During my recent visit to my adopted hometown of Saratoga Springs, N.Y., I was asked whether I would consider moving back there.

"I love it here," I replied. "It's home. I just don't think it's the right place for me to be living, at least right now."

Funny, isn't it, how some places fit at some points in your life, but not at others?

Still, being back there, I had the sense of comfort and security I don't have anywhere else -- not in Chattanooga, not in my native New York City, not in any of the places I lived briefly, like Chicago or Belgium. Sure, some things have changed, but it feels the same to me.

So do my friends. Certainly, our topics of conversation are different, and we are perhaps not as generous with certain affections as we were a decade ago, but the warmth, trust and ease I feel is the same as it's always been.

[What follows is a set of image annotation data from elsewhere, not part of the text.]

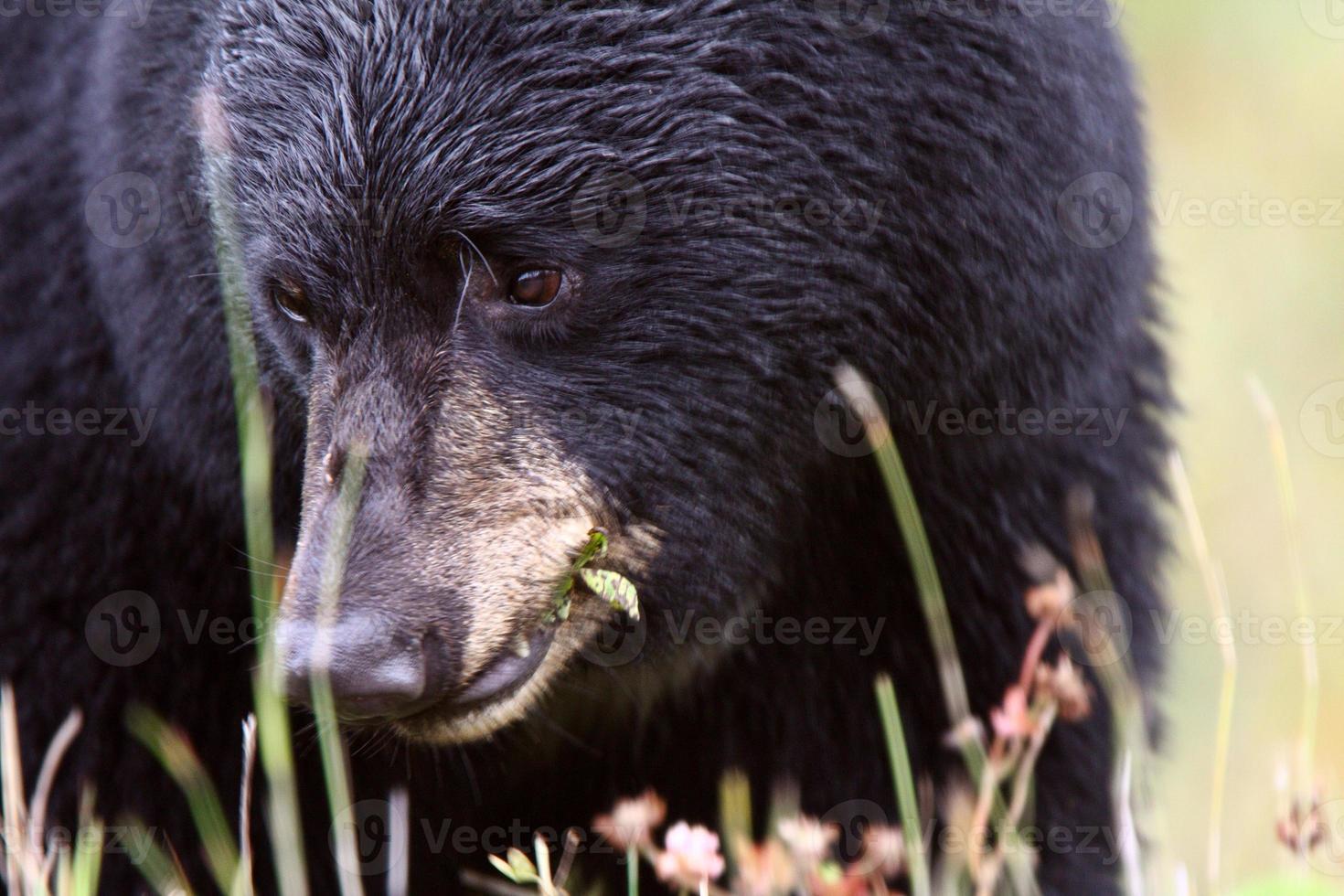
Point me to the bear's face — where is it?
[207,3,826,741]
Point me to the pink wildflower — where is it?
[655,821,723,888]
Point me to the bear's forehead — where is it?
[208,0,795,252]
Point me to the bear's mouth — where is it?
[392,624,571,744]
[453,624,555,709]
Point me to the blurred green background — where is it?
[1121,0,1344,893]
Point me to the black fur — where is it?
[0,0,1169,893]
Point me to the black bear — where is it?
[0,0,1170,893]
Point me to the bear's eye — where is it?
[508,267,564,307]
[270,281,314,324]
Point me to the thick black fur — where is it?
[0,0,1169,893]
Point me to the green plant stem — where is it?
[875,675,933,896]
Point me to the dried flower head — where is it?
[592,790,668,849]
[989,685,1036,741]
[732,839,798,896]
[1027,568,1075,629]
[863,825,906,880]
[780,816,840,869]
[655,821,724,888]
[1036,656,1092,721]
[1275,796,1328,856]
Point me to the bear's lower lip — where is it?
[449,624,557,709]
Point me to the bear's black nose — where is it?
[274,613,448,721]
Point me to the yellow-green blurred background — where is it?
[1121,0,1344,893]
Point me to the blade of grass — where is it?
[311,449,364,896]
[719,768,752,873]
[28,709,83,856]
[126,707,238,893]
[0,681,34,893]
[69,787,103,896]
[197,92,308,896]
[231,715,257,896]
[121,816,192,896]
[1247,376,1321,786]
[836,364,970,730]
[875,675,932,896]
[1168,452,1236,893]
[1067,492,1150,896]
[836,364,1007,822]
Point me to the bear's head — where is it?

I've written before about the challenges of maintaining the friendships of youth as you age. What I appreciate so much about these particular friends -- this family of which I've been a part -- is that we have somehow managed to grow without completely growing apart.

Oh, we're not like the gang on "Friends" or anything. We all live in different states, are busy with our own lives, families, relationships, careers; but when we are together, I never feel like time and distance have eroded the sense of comfort and belonging we have to one another.

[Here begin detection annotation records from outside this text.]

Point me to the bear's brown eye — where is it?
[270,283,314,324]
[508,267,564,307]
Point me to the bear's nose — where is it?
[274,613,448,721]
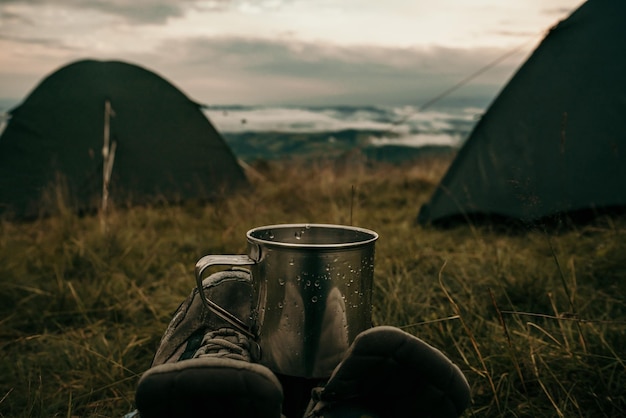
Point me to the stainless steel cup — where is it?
[196,224,378,378]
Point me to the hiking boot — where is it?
[304,326,470,418]
[135,270,283,418]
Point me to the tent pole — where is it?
[102,100,117,227]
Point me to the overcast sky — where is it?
[0,0,583,106]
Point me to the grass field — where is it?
[0,155,626,417]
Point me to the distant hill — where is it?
[222,129,456,162]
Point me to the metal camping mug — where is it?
[195,224,378,378]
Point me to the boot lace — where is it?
[193,328,250,362]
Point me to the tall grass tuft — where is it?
[0,155,626,417]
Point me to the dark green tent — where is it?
[0,60,247,218]
[418,0,626,223]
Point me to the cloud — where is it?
[0,0,219,24]
[150,38,525,105]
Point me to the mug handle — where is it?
[196,255,256,340]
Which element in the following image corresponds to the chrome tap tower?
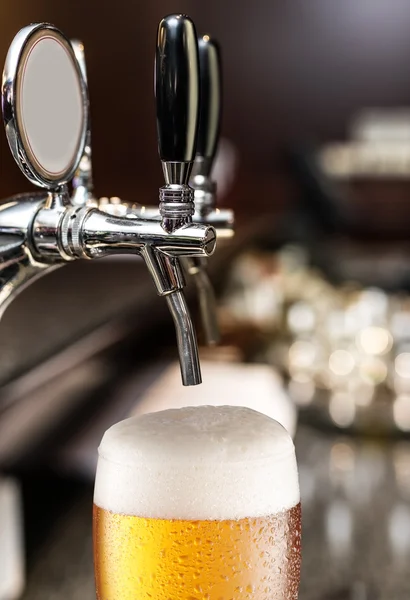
[0,15,216,385]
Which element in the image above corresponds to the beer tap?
[183,35,227,345]
[132,35,234,345]
[71,35,234,345]
[0,15,216,385]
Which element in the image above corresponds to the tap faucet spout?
[165,290,202,385]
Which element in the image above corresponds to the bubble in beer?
[94,406,300,520]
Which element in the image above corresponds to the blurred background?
[0,0,410,600]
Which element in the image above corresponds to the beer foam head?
[94,406,300,520]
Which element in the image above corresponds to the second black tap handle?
[197,35,222,176]
[155,14,199,170]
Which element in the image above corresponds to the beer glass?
[94,406,301,600]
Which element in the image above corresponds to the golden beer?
[94,407,301,600]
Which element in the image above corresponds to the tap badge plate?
[2,23,88,190]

The people who can offer the same sense of home that a place can give are rare. I've been fortunate to have a few friends who are steadfast and consistent. Our relationships aren't the same in our early 30s as they were in our early 20s, but they've evolved to accommodate the people we are now.

I've also watched friendships fade, sometimes through a simple lack of being nurtured, because they weren't strong enough to survive without attention.

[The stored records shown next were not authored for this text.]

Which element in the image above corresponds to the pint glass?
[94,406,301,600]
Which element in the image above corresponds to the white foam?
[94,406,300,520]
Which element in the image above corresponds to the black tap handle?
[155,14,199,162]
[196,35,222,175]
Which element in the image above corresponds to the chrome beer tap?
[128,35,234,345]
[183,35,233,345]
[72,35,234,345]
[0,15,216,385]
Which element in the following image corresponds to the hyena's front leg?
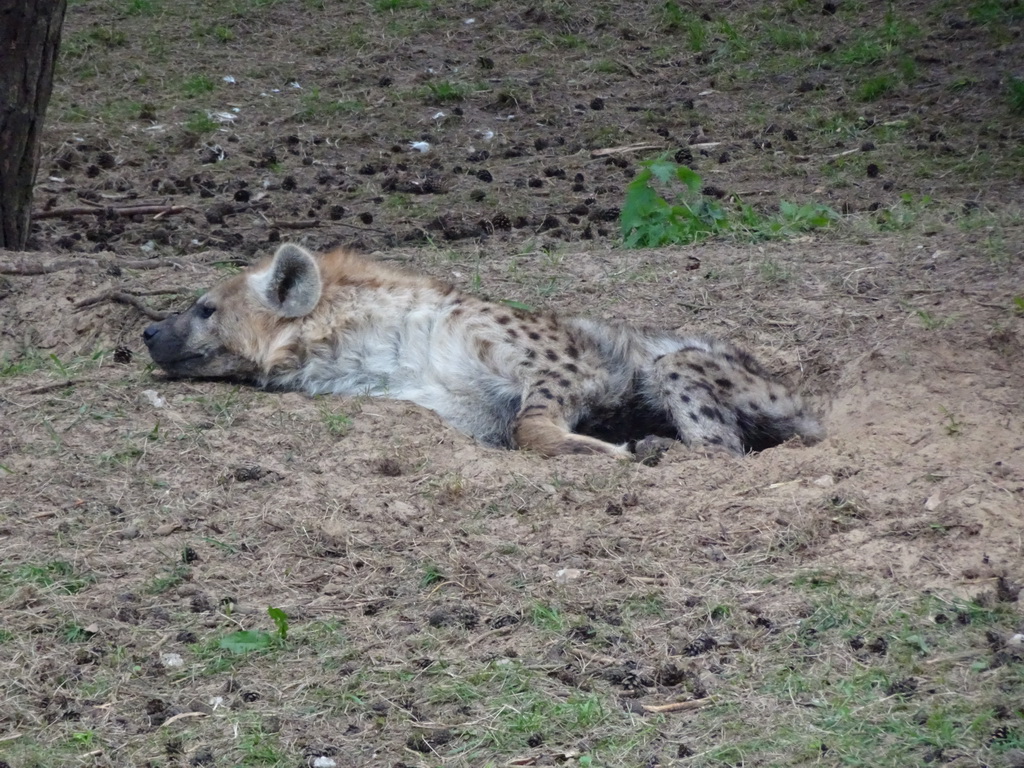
[514,387,633,459]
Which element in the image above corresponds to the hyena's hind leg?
[648,342,824,454]
[513,397,633,459]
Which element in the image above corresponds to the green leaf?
[266,608,288,640]
[676,165,700,195]
[218,630,273,653]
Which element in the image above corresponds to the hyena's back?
[143,245,822,457]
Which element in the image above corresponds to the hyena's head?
[142,244,323,379]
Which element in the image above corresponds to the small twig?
[466,624,519,648]
[590,144,662,158]
[0,257,188,276]
[640,696,715,713]
[615,58,640,80]
[32,205,203,219]
[74,291,172,321]
[267,219,319,229]
[18,379,82,394]
[161,712,209,728]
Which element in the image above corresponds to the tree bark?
[0,0,68,250]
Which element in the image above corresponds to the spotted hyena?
[143,245,823,459]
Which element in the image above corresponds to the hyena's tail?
[736,393,825,452]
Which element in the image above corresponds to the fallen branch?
[590,144,662,158]
[0,258,192,276]
[160,712,209,728]
[640,696,715,714]
[74,291,173,321]
[32,205,203,219]
[267,219,319,229]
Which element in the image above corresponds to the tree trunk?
[0,0,68,251]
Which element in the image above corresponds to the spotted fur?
[143,245,823,458]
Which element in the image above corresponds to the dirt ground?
[0,0,1024,768]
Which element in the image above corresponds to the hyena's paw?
[633,435,679,467]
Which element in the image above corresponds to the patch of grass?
[1007,77,1024,115]
[620,156,838,248]
[184,112,220,135]
[181,74,217,98]
[298,88,367,120]
[856,73,898,101]
[913,309,953,331]
[0,560,95,597]
[939,408,964,437]
[765,25,818,50]
[374,0,430,13]
[321,406,352,437]
[420,563,447,589]
[125,0,160,16]
[0,349,46,379]
[528,601,568,634]
[193,24,234,43]
[967,0,1024,26]
[142,563,191,595]
[423,80,470,104]
[874,193,932,231]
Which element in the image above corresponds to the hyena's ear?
[249,243,323,317]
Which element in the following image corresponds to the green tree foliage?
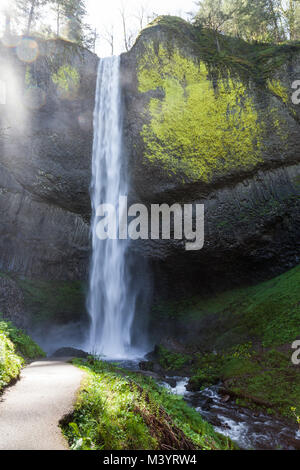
[17,0,49,34]
[195,0,300,43]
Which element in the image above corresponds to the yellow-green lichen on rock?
[138,43,263,182]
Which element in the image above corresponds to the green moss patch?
[0,320,45,391]
[63,360,234,450]
[154,266,300,419]
[138,44,262,182]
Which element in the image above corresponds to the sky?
[86,0,197,57]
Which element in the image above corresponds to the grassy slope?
[152,266,300,417]
[0,321,45,392]
[63,360,234,450]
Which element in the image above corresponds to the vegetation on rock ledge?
[0,319,45,392]
[63,359,235,450]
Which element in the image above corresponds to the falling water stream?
[88,57,141,358]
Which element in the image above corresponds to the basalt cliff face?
[0,38,98,280]
[0,17,300,326]
[122,17,300,295]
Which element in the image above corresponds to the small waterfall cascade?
[88,57,144,359]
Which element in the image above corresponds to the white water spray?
[88,57,142,358]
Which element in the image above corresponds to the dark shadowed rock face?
[0,276,27,328]
[122,18,300,296]
[0,40,98,280]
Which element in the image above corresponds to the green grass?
[63,360,234,450]
[154,266,300,419]
[153,265,300,349]
[0,321,45,392]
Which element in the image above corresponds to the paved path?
[0,359,84,450]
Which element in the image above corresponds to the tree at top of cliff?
[195,0,300,42]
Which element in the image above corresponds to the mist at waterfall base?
[87,57,149,359]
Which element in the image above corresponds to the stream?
[110,360,300,450]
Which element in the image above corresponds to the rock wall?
[0,38,98,280]
[122,17,300,295]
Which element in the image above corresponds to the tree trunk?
[26,0,36,35]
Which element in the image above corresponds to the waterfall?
[88,57,145,358]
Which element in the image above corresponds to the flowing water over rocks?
[112,360,300,450]
[164,377,300,450]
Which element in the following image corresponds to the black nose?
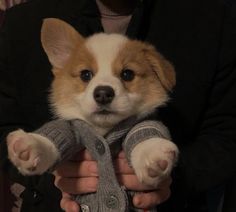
[93,86,115,105]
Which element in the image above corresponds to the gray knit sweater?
[36,118,170,212]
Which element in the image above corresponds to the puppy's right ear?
[41,18,84,69]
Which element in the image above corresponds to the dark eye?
[120,69,135,81]
[80,70,93,82]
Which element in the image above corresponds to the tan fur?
[113,40,175,114]
[41,18,175,127]
[7,18,178,187]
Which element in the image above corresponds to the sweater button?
[105,195,119,209]
[95,141,105,155]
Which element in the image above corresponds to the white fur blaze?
[7,130,59,175]
[131,138,178,187]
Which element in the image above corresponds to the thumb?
[60,192,80,212]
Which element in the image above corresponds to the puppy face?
[41,19,175,131]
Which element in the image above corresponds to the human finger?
[60,192,80,212]
[54,177,98,194]
[53,161,98,178]
[71,149,94,161]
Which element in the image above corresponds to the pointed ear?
[41,18,84,69]
[145,45,176,91]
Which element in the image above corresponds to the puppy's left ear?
[145,45,176,91]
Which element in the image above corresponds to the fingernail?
[133,196,141,207]
[89,164,97,174]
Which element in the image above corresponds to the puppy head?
[41,18,175,128]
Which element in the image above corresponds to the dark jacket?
[0,0,236,212]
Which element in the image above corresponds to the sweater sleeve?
[177,3,236,192]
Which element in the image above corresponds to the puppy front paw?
[7,130,58,175]
[131,138,178,187]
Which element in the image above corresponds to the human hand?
[54,151,171,212]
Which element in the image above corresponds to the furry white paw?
[131,138,178,187]
[7,130,59,175]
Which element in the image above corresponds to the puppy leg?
[7,130,59,175]
[131,138,178,187]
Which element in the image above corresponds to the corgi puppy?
[7,18,178,186]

I've watched friends change for the worse, seen their disappointment in my own changes, and mourned the loss of relationships I'd once thought would be "forever." God, I hate that word. It's so pop song.

Funny thing. I was cleaning out some old things while visiting my parents a couple weeks ago and I came across a something called a "Friendship Notebook" -- a mostly blank book, which included some quotes about friendship and instructions for writing particular memories and milestones on particular pages.

The book was a 13th birthday gift from a girlfriend I'd had as an adolescent. We were very close at the time -- enjoying gymnastics classes, having sleepovers, talking about boys and family, helping each other through problems like her struggles with early development and my frustration with peers who found me "weird." I know I was very grateful to have such a friend.

She'd gone ahead and filled in some of the pages of the book, indicating where I should write in the rest of them.

"I know that no matter what," she wrote, "we will be friends forever."

She meant it, I know, with all her heart, as only a 13-year-old girl can.

We lost touch a year later when she transferred schools.